Randle is a mainly residential community, in unincorporated Lewis County with some services and supplies. It has an active timber mill and the ranger station for the Cowlitz Valley Ranger District of the Gifford Pinchot National Forest.

Randle, 49 miles east of I-5, is also the intersection between the White Pass Scenic Byway and the road connecting to the major roads through the Gifford Pinchot National Forest, FS 23, FS 25 and FS 99. This is the direct route to the Windy Ridge viewpoint of Mount St. Helens, Mount Adams backcountry and to a wide variety of outdoor recreation in the forest. Randle is home to a herd of resident elk who often graze in fields along the roadside. The Cowlitz River is a great fishing area and the scenic beauty is beyond compare. 

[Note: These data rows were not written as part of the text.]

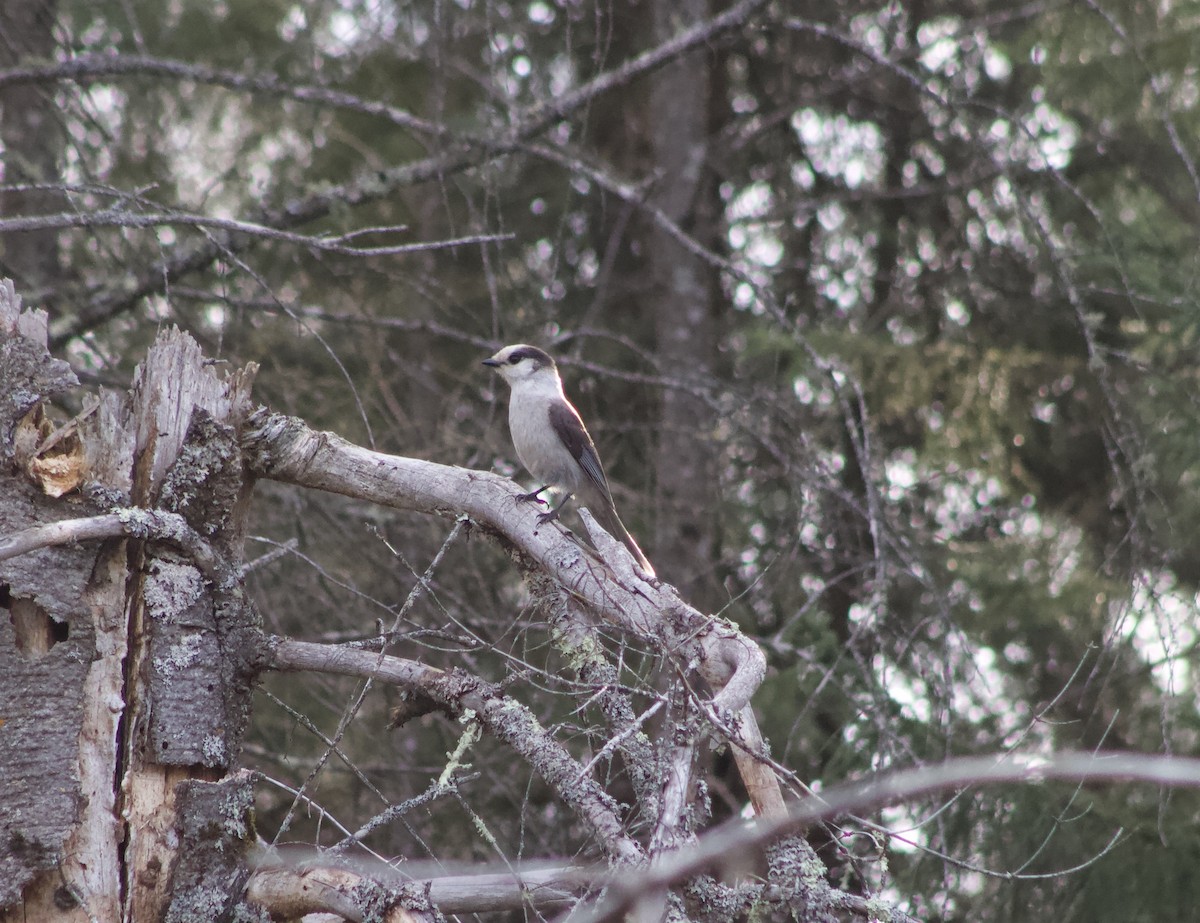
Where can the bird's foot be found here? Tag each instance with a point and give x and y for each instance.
(533, 496)
(544, 517)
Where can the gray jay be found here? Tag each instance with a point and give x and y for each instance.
(552, 442)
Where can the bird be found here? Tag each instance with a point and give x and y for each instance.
(552, 442)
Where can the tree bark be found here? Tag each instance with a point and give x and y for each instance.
(685, 318)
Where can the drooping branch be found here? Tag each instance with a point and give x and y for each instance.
(736, 839)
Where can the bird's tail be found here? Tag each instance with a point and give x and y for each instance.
(606, 515)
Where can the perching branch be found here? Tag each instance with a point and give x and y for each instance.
(120, 217)
(285, 449)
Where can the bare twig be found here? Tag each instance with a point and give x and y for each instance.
(498, 714)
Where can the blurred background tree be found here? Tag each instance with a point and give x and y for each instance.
(883, 317)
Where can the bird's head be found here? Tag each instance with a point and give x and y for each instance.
(521, 364)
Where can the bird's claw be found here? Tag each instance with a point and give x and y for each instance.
(544, 517)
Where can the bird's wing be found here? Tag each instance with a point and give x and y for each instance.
(570, 430)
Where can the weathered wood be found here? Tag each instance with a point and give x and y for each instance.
(214, 823)
(106, 702)
(47, 640)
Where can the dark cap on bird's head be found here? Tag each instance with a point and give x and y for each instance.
(517, 353)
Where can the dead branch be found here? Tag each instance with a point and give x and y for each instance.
(468, 697)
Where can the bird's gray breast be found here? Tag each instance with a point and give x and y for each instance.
(539, 445)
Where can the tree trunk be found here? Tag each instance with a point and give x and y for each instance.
(684, 304)
(124, 669)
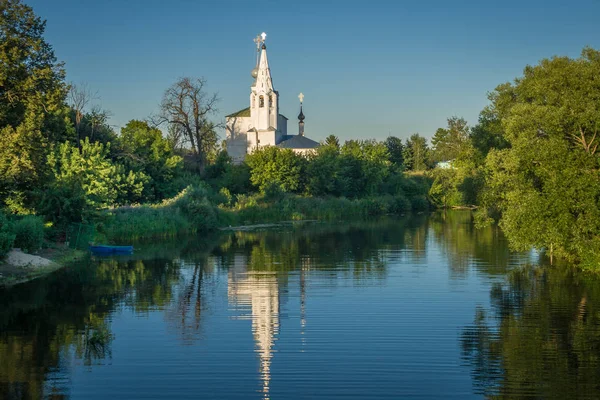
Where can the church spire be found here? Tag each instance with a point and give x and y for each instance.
(264, 99)
(301, 116)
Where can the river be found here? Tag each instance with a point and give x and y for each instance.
(423, 307)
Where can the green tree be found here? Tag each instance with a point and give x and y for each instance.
(274, 166)
(143, 149)
(395, 150)
(333, 141)
(91, 174)
(547, 183)
(32, 110)
(448, 143)
(417, 152)
(186, 108)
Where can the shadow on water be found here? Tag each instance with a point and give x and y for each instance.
(540, 339)
(538, 336)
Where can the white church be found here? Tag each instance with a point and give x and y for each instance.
(261, 124)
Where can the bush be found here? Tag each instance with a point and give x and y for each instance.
(420, 203)
(202, 215)
(6, 243)
(7, 237)
(29, 233)
(400, 205)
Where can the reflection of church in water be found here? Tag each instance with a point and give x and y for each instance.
(260, 292)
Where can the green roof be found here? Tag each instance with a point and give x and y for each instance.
(242, 113)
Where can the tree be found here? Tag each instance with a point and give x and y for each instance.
(79, 98)
(488, 134)
(333, 141)
(546, 184)
(143, 149)
(395, 150)
(89, 172)
(32, 111)
(274, 166)
(448, 143)
(416, 153)
(187, 107)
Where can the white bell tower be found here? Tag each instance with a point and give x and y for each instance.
(264, 100)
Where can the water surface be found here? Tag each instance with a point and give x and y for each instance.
(418, 307)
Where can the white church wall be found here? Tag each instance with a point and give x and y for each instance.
(237, 148)
(282, 124)
(237, 125)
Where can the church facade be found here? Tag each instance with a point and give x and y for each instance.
(261, 124)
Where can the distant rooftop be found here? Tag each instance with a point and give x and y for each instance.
(297, 142)
(242, 113)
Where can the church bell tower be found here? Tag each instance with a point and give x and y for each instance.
(264, 99)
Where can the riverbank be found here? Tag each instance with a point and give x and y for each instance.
(19, 267)
(197, 210)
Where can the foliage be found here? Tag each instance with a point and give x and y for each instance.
(7, 236)
(32, 112)
(29, 233)
(448, 143)
(395, 150)
(416, 155)
(91, 173)
(332, 141)
(186, 108)
(272, 165)
(143, 149)
(546, 184)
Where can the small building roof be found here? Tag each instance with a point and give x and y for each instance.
(242, 113)
(297, 142)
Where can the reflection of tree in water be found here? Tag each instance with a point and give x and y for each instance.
(184, 313)
(541, 338)
(66, 315)
(360, 249)
(466, 247)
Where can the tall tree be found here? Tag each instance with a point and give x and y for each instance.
(448, 143)
(79, 98)
(547, 183)
(333, 141)
(187, 107)
(32, 110)
(416, 153)
(395, 150)
(144, 149)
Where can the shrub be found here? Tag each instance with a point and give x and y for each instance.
(7, 237)
(6, 243)
(201, 214)
(29, 233)
(400, 205)
(420, 203)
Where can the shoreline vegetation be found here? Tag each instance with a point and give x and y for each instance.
(530, 164)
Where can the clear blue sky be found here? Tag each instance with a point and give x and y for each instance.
(367, 68)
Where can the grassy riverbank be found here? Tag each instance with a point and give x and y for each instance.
(197, 209)
(57, 257)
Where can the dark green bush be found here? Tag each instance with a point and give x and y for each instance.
(7, 237)
(29, 233)
(201, 214)
(400, 205)
(420, 203)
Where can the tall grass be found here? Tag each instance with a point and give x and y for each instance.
(198, 209)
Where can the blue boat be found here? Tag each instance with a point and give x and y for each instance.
(107, 249)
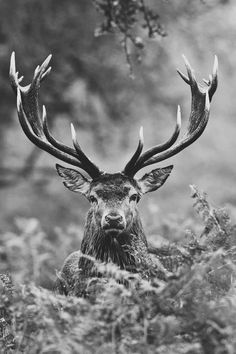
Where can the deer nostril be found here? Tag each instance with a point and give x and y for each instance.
(113, 218)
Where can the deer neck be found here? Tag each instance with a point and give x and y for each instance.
(123, 250)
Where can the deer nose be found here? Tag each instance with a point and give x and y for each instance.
(113, 219)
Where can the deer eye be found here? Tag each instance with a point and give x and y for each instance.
(134, 198)
(92, 199)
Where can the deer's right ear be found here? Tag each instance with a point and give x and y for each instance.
(74, 180)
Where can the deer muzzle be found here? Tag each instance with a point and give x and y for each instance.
(113, 222)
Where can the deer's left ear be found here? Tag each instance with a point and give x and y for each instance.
(74, 180)
(154, 179)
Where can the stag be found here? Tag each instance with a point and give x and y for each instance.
(113, 229)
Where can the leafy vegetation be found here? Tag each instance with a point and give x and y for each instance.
(193, 311)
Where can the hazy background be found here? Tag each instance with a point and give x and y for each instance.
(90, 85)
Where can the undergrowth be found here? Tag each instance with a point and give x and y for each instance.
(193, 311)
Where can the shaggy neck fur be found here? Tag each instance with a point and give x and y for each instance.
(124, 250)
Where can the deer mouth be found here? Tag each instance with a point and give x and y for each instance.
(113, 231)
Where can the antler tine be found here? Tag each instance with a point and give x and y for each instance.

Situated along the busy US Highway 12, White Pass Scenic Byway in Randle near milepost 116, you will find one of the area's hidden gems. Since 1973, the local community members of the Illahee Garden Club have been maintaining a small, but significant roadside attraction. Funding from a grant helped revive the garden in 2019-2020. The Big Bottom Valley, named for the "big" flat valley floor that is at the base of Mount Adams, Mount Rainier, and Mount St. Helens. The area was named for James L. Randle, the first justice of the peace in the area in 1886. Another famous heritage was Matriarch Mary Kiona of the Upper Cowlitz Native American Tribe, who lived her entire life in the Randle area until her death in 1970 at an age reported to be 115-121 years. She is famous for her basket-making craft using local plant resources. 

The distinction as the Blue Star Memorial Highway was bestowed on this Illahee Roadside Park in 2007. The National program sets tribute to all men and women who serve in the US Armed Services and was started by the National Garden Clubs, inc in 1945 during World War II. A flagpole is was added to the park at that time. Illahee, meaning the Universe..the sun, moon and stars, the earth and every growing thing aptly applies to this group dedicated to preserving our native gardens.